Justin Urquhart Stewart, a director of Barclays Stockbrokers, says: "It is priced to go with an excellent dividend yield." He recommends buying and then reviewing the investment after 12 months, before the second instalment is due but after the general election.

The first-year dividends are worth a hulking 17 per cent of the 100p price investors pay for discounted shares - more than pounds 51 gross on the minimum investment of pounds 300 shares. This compares very well with the interest on offer from building society accounts as well as with dividends on other shares. Private investors are also being offered a 5p discount on shares they buy through what is called the public offer - 100p instead of 105p - which will help cushion them against any share price falls and give them a head start on making profits. Here are answers to the basic questions:

q How do I buy?

Buying through what is called "the public offer" via a share shop is the cheapest way of getting shares. As well as getting the 5p discount on all public offer applications, share shop registrants get a choice of further sweeteners: a 10p discount on the second instalment price or one free share for each 15 held until 31 July, 1999.
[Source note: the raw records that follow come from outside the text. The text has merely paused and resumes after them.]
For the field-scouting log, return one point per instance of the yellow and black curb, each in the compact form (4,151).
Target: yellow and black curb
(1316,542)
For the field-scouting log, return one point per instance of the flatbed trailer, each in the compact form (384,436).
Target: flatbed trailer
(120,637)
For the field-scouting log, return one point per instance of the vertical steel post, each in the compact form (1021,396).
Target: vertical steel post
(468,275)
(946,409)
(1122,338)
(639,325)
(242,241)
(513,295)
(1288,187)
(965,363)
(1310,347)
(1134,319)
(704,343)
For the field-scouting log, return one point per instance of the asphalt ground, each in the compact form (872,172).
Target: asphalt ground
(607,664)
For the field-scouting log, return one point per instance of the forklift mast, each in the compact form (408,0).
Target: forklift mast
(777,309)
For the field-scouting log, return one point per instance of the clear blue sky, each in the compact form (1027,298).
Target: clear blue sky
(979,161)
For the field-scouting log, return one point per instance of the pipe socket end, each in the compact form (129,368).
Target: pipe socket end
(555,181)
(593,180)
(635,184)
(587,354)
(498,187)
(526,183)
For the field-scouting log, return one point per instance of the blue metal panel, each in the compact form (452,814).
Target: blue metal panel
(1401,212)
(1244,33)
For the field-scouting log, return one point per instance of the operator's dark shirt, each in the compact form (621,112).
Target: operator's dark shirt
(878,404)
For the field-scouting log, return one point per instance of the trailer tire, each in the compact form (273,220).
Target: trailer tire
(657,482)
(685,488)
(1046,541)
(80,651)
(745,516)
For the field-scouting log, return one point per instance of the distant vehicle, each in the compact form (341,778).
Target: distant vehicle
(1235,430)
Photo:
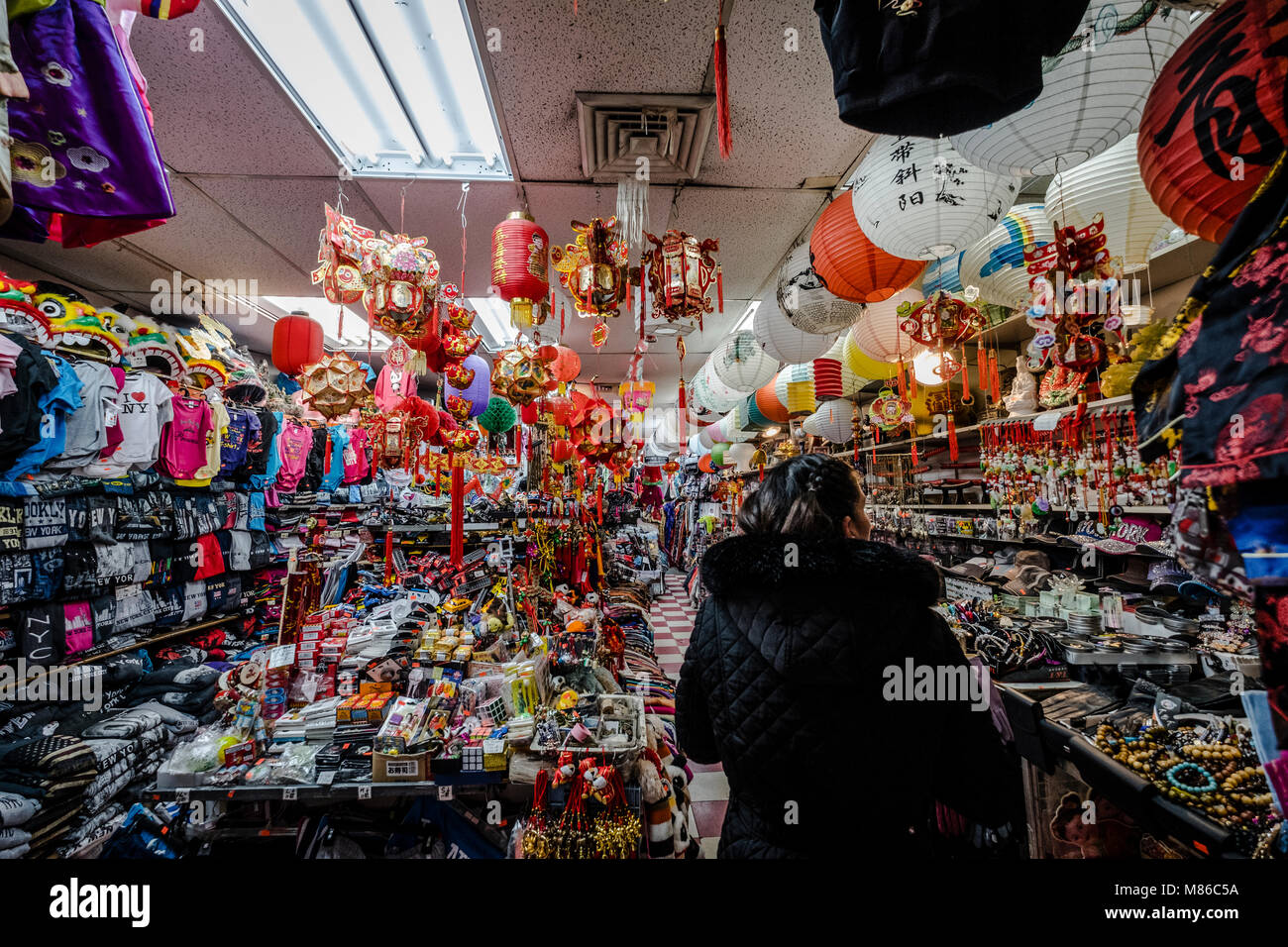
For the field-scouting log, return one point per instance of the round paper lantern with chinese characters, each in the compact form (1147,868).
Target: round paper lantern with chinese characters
(742,364)
(296,343)
(918,198)
(1215,121)
(806,302)
(1093,95)
(943,274)
(996,263)
(784,341)
(850,264)
(520,268)
(1111,184)
(478,392)
(877,334)
(769,405)
(833,420)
Share shops will also give you priority in share allocations if the public offer is oversubscribed.

Those who missed the share shop registration deadline can still buy shares at a 5p discount through the public offer via Royal Bank of Scotland. Its branches have application forms, but these must be posted to arrive by noon this Wednesday.

Individuals can only apply once in the public offer, and applications may be scaled back. Investors looking for a bigger slug of shares can apply through what is called "the retail tender". But there are no special discounts or incentives in the tender.
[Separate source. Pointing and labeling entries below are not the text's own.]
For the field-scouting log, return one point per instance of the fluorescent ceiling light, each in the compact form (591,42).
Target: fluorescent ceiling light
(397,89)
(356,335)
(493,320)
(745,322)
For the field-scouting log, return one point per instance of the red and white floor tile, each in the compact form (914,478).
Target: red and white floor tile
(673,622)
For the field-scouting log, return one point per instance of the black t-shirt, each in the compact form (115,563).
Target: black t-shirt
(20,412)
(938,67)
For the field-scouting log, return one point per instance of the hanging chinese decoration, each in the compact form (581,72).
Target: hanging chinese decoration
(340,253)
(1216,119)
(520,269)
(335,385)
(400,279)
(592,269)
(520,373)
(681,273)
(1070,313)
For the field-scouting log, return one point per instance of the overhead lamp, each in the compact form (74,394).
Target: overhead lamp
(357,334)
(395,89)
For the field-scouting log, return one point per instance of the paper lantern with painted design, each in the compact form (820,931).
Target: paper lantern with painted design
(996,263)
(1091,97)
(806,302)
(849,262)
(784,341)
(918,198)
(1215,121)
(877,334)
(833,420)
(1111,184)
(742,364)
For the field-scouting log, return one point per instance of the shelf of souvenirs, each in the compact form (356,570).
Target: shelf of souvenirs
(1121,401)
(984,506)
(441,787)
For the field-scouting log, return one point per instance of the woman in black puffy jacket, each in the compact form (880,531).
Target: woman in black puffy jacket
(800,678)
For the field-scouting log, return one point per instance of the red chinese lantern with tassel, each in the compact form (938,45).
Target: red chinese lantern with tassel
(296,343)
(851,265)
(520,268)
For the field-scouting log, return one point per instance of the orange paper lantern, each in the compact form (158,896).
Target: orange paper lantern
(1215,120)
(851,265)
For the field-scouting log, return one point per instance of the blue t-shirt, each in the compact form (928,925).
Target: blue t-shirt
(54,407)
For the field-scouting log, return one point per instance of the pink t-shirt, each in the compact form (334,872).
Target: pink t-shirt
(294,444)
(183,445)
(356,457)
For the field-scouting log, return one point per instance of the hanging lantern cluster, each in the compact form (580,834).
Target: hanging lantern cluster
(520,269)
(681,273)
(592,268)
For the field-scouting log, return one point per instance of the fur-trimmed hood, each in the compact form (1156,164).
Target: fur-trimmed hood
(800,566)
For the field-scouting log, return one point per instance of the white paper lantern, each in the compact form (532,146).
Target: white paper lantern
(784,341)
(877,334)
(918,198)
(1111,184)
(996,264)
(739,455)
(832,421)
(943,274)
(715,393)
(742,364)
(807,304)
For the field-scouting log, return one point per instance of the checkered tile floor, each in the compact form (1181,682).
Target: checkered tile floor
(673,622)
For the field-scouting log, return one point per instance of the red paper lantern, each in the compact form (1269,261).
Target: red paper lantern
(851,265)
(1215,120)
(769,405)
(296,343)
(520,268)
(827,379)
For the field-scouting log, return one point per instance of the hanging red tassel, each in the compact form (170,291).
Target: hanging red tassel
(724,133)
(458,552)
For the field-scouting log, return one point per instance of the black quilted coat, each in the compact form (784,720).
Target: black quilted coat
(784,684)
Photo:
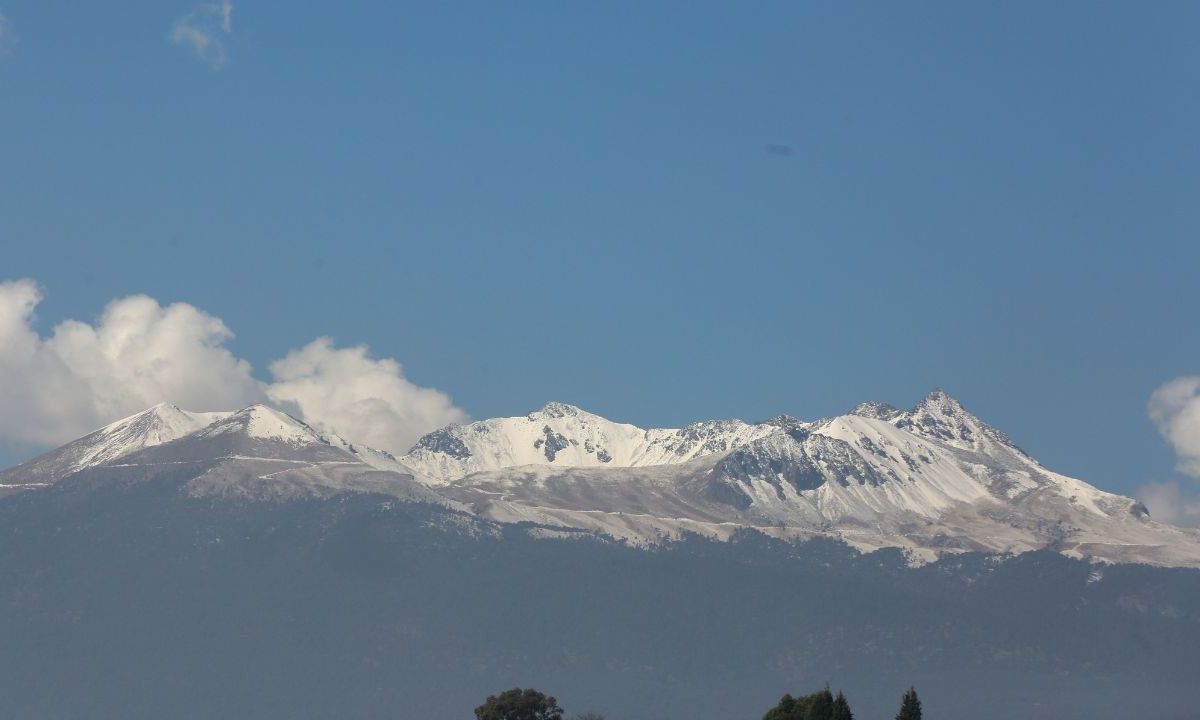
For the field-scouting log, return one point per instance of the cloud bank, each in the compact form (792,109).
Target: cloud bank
(366,400)
(138,353)
(1175,409)
(1171,503)
(202,31)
q How much will I have to pay for the shares?

The minimum investment in the public offer is pounds 300 - for 300 shares - and pounds 3,000 in the retail tender, which would give you just short of 3,000 shares.
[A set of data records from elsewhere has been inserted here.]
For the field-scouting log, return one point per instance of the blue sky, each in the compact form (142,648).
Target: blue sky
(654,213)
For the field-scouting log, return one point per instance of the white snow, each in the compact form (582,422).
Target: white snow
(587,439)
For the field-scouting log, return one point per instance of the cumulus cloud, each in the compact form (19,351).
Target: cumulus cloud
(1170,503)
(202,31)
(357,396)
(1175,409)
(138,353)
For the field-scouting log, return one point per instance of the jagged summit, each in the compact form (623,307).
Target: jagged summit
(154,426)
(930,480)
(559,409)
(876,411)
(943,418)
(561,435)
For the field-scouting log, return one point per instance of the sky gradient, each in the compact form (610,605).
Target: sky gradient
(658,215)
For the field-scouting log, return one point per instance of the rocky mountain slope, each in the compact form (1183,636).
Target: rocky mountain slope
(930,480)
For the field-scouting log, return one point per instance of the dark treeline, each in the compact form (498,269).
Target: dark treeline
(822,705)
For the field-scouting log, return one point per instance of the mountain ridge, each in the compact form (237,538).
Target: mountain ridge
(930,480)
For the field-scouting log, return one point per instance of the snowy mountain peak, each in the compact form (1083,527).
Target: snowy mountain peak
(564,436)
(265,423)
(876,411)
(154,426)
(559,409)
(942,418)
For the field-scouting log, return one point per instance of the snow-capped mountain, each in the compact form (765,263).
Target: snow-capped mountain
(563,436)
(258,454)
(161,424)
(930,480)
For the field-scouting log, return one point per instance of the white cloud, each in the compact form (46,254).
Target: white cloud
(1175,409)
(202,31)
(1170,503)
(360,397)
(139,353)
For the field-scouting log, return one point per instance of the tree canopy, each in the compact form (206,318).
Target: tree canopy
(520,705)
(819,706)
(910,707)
If you hold the shares until the second instalment is payable - in September, 1997 - you will have to stump up another 65p to 175p a share. The actual figure will depend on prices bid by big investors as well as whether you qualify for the second-instalment discount.

q How many shares should I apply for?

Depends on what you plan to do with them and your own resources. If you apply for a lot of shares you could be allocated all of them. Equally, where applications have been scaled back in the past, "silly" applications have got nothing. If you are looking to build up a portfolio you should be conservative about the proportion of your savings you put into any one share and bear in mind that there will be a second instalment to pay.

If you are looking to "stag" the issue - to sell at a premium shortly after dealings start on 15 July - then to make a reasonable profit after selling costs you may well want more shares. Applying through the tender is worth considering for stags, possibly even making an application via a PEP. But if the shares do not rise in price, the more shares you buy, the greater your losses.

q Should I PEP the shares?

Worth considering for higher-rate taxpayers. The more shares you have the more worthwhile PEP-ing them will be - there are PEP costs that will eat into the benefits, in particular of getting the dividends tax-free. You have 42 days from the start of dealings to transfer shares commission- free into a PEP. Applying via a PEP through the retail tender is also a way of getting preference in the tender.

q How do I sell the shares?

Through your share shop, or through any other stockbroker. You will need to get hold of a share certificate if you want to sell outside of your share shop.

Many share shops have promoted themselves around their cheap dealing costs. Even so, the costs of selling just a few shares may cut deeply into profits. Some share shops will allow families to bunch together holdings at no extra cost. An alternative is to swap your shares for holdings in investment funds through what are called share exchange schemes - those run by Flemings and Mercury are free.